Using the Graph API

Building an agent with LangGraph's Graph API involves several key steps:

  • Define tools and model
  • Define state structure
  • Define model node
  • Define tool node
  • Define conditional logic
  • Build and compile the agent

0Define Tools and Model

from langchain_core.tools import tool
from langchain.chat_models import init_chat_model

llm = init_chat_model(
    "anthropic:claude-3-7-sonnet-latest",
    temperature=0
)

@tool
def multiply(a: int, b: int) -> int:
    """Multiply a and b."""
    return a * b

@tool
def add(a: int, b: int) -> int:
    """Adds a and b."""
    return a + b

@tool
def divide(a: int, b: int) -> float:
    """Divide a and b."""
    return a / b

tools = [add, multiply, divide]
llm_with_tools = llm.bind_tools(tools)

1Define State

from langchain_core.messages import AnyMessage
from typing_extensions import TypedDict, Annotated
import operator

class MessagesState(TypedDict):
    messages: Annotated[list[AnyMessage], operator.add]
    llm_calls: int

The state defines the data structure that will be passed between nodes in the graph.

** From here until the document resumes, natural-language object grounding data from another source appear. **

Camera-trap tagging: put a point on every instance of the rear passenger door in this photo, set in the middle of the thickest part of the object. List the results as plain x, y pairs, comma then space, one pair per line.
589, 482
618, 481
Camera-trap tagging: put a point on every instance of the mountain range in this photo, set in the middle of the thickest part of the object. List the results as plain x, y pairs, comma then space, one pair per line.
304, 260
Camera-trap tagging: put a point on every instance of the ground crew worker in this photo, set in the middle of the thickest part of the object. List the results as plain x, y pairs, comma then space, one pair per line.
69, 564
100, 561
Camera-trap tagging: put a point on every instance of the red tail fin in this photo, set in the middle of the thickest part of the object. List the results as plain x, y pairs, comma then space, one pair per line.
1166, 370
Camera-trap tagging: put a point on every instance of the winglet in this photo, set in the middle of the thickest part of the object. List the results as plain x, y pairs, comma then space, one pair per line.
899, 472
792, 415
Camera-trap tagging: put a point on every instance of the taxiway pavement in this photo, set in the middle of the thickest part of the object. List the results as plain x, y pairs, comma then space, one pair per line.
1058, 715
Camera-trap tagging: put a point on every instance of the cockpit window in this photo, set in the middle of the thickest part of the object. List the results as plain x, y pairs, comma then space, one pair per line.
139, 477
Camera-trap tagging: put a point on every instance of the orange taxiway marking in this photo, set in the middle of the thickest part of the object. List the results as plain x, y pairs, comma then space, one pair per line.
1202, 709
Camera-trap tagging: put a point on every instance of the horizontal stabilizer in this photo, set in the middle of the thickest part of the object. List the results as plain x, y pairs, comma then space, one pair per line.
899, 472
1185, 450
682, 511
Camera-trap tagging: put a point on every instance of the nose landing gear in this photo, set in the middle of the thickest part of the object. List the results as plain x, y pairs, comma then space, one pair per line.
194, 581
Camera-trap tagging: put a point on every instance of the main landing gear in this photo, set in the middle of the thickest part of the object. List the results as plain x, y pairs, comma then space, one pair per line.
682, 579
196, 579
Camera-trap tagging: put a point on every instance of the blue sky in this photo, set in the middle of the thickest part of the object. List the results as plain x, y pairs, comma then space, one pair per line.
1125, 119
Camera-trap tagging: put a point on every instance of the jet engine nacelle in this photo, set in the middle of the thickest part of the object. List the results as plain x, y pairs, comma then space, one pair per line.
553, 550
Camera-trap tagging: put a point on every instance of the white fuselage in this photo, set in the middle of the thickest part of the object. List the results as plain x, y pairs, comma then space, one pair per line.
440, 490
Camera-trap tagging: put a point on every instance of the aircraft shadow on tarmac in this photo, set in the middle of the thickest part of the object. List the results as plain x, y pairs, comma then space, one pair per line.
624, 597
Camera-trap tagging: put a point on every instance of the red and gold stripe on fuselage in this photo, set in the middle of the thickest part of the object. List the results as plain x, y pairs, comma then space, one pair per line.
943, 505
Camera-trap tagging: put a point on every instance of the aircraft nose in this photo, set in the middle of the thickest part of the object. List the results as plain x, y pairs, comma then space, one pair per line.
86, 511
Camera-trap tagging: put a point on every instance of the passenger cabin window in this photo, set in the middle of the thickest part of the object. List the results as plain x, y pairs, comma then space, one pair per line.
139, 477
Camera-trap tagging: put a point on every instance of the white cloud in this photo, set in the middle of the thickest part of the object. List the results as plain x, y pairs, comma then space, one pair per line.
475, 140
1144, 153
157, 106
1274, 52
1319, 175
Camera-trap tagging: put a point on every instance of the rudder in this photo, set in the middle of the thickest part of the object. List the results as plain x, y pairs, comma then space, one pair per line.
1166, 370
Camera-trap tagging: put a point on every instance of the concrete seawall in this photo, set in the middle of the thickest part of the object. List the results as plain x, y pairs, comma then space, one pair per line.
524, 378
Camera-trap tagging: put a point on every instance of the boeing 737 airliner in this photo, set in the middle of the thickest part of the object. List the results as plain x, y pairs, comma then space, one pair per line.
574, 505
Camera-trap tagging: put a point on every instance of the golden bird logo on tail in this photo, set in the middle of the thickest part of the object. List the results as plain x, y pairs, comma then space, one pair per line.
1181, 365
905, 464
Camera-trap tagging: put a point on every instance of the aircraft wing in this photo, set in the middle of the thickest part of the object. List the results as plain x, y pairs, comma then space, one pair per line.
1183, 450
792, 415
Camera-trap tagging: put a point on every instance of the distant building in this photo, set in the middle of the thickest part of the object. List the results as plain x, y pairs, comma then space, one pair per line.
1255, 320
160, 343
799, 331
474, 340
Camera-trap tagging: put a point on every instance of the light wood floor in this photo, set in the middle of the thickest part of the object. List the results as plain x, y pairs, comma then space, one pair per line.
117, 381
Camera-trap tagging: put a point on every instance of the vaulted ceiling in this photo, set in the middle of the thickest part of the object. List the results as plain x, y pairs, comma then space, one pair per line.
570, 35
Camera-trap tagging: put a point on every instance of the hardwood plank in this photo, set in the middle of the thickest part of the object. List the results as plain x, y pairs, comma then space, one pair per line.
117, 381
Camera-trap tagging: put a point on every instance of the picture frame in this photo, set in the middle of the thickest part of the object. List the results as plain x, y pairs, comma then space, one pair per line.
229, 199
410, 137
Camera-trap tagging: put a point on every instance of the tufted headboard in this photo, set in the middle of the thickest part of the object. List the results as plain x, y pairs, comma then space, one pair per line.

  • messages: List of conversation messages
  • llm_calls: Counter for tracking LLM invocations

2Define Model Node

from langchain_core.messages import SystemMessage

def llm_call(state: dict):
    """LLM decides whether to call a tool or not"""

    return {
        "messages": [
            llm_with_tools.invoke(
                [
                    SystemMessage(
                         content="You are a helpful assistant..."
                    )
                ]
                + state["messages"]
            )
        ],
        "llm_calls": state.get('llm_calls', 0) + 1
    }

3Define Tool Node

from langchain_core.messages import ToolMessage

def tool_node(state: dict):
    """Performs the tool call"""

    result = []
    for tool_call in state["messages"][-1].tool_calls:
        tool = tools_by_name[tool_call["name"]]
        observation = tool.invoke(tool_call["args"])
        result.append(ToolMessage(content=observation, tool_call_id=tool_call["id"]))
    return {"messages": result}

The tool node executes the tool calls requested by the LLM and returns the results.

4Define Conditional Logic

from typing import Literal
from langgraph.graph import StateGraph, START, END

def should_continue(state: MessagesState) -> Literal["tool_node", END]:
    """Decide if we should continue the loop or stop"""

    messages = state["messages"]
    last_message = messages[-1]
    if last_message.tool_calls:
        return "tool_node"
    return END

This function determines whether to route to the tool node or end the conversation based on whether the LLM made a tool call.

5Build And Invoke Agent

# Build workflow
agent_builder = StateGraph(MessagesState)

# Add nodes
agent_builder.add_node("llm_call", llm_call)
agent_builder.add_node("tool_node", tool_node)

# Add edges to connect nodes
agent_builder.add_edge(START, "llm_call")
agent_builder.add_conditional_edges(
    "llm_call",
    should_continue,
    ["tool_node", END]
)
agent_builder.add_edge("tool_node", "llm_call")

# Compile the agent
agent = agent_builder.compile()

# Invoke the agent
messages = agent.invoke({"messages":[HumanMessage(content="Add 3 and 4.")]})
for m in messages["messages"]:
    m.pretty_print()

Summary

The Graph API provides a structured way to build agents by:

  • Defining tools and models
  • Creating a state structure to track conversation data
  • Implementing nodes for LLM calls and tool execution
  • Adding conditional logic to control the flow
  • Connecting nodes with edges to form a complete workflow

This approach creates a flexible agent that can handle complex conversations with tool usage.